Does Barker's book address any of these questions? I'm curious.

Re: Foreword by Richard Dawkins

Posted: Tue Sep 13, 2016 9:14 am
by Robert Tulip
geo wrote: Dawkins is less concerned with the adaptive functions of religion than he is in arguing against the literal beliefs of fundamentalists.
Yes, and this problem well illustrates the gulf we have between nature and culture, with analysis of religion occurring within the framework of culture.

The meme theory which Dawkins first presented in The Selfish Gene aimed to bridge culture and nature through the premise that the core evolutionary principle of cumulative adaptation is universal to living systems, including cultural evolution. So the ‘certain grandeur’ that Darwin saw in a tangled bank applies equally well to how the complex idea of God evolved within human culture.

Of course the problem is that the cultural idea of God is explicitly used to argue that evolution is untrue, so Dawkins has a political reaction against how religion promotes alienation from nature. But maybe if he steps back from this reaction, and instead applies the tools of evolutionary philosophy to the God meme, Dawkins could reach a broader audience with a constructive message about how human spirituality can evolve today within a scientific framework.

Many atheists do not want to concede that religion is adaptive, or that reform of religion could make it even more adaptive, but that is the obvious conclusion from its universal presence.

Human psychology and politics cannot form views on the basis of knowledge alone, and must rely on beliefs. There are far too many decisions where the data is not adequate to determine the best course of action, so we fall back upon principles and values which are essentially religious in nature.

In my comments on the chapters of Barker’s book, your point about why religion is adaptive has been my main theme. If it is true that the God of the Bible is unpleasant, maybe that is because the ecological and cultural niche in which He evolved was equally unpleasant? Predators are unpleasant, using the anthropomorphic term from Dawkins and Barker, because if they were nice they would go extinct.

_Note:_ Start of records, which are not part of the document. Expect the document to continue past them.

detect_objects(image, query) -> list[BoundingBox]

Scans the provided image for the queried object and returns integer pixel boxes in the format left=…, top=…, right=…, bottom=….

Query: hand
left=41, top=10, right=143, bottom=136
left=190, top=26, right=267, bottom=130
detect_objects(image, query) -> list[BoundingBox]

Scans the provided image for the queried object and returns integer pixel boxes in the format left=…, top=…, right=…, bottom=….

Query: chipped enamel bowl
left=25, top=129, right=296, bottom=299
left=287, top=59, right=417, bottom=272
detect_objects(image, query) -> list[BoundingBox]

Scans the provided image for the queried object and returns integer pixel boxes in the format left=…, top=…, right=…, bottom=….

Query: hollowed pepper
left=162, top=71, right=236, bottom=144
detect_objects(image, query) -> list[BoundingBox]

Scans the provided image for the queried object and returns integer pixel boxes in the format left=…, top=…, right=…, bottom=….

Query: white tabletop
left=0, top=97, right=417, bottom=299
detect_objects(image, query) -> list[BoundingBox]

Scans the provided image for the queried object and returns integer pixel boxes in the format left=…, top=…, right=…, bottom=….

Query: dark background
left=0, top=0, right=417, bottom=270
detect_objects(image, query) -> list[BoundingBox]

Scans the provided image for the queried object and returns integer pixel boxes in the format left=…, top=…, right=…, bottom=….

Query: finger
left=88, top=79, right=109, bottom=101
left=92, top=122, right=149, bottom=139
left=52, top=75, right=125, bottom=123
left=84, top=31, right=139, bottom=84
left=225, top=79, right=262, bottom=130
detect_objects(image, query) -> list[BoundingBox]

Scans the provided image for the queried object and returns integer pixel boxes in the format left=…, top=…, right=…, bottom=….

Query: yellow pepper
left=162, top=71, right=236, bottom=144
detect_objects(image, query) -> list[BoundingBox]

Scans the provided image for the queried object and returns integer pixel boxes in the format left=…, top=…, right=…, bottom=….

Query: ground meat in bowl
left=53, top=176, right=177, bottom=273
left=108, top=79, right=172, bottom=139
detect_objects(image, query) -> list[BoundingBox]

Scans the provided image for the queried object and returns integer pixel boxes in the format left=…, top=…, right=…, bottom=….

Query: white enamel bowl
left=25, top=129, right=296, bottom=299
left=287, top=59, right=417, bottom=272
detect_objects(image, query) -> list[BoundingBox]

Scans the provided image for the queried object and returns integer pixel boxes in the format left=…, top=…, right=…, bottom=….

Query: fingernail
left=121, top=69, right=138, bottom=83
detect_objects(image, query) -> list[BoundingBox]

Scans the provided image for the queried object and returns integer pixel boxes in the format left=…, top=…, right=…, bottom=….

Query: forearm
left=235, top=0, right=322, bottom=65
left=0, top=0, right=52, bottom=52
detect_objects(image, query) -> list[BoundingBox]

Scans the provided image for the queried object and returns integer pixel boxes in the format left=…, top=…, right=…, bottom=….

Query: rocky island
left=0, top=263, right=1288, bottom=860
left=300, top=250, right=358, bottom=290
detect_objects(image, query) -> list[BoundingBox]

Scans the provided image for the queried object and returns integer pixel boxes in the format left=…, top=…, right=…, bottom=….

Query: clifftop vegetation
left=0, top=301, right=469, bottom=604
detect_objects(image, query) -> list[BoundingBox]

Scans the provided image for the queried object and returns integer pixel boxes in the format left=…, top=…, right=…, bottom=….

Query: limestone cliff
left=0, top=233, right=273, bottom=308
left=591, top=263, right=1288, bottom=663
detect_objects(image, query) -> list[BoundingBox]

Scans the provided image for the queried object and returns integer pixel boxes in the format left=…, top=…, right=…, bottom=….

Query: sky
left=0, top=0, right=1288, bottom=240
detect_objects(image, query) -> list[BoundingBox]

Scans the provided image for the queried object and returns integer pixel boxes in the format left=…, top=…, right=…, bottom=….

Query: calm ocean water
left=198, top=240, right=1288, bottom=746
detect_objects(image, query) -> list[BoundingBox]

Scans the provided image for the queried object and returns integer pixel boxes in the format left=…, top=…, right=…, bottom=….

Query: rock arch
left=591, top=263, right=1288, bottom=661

Similarly, we should ask what was it about the historical context of the Old Testament that enabled a capricious patriarchal deity to become the object of adoration.

Re: Foreword by Richard Dawkins

Posted: Tue Sep 13, 2016 6:37 pm
by breddles
I definitely agree that Dawkins is much more effective when he sticks to what he's best at. I love most of his books--Greatest Show on Earth is my favourite--but I found God Delusion to be as boring as hell.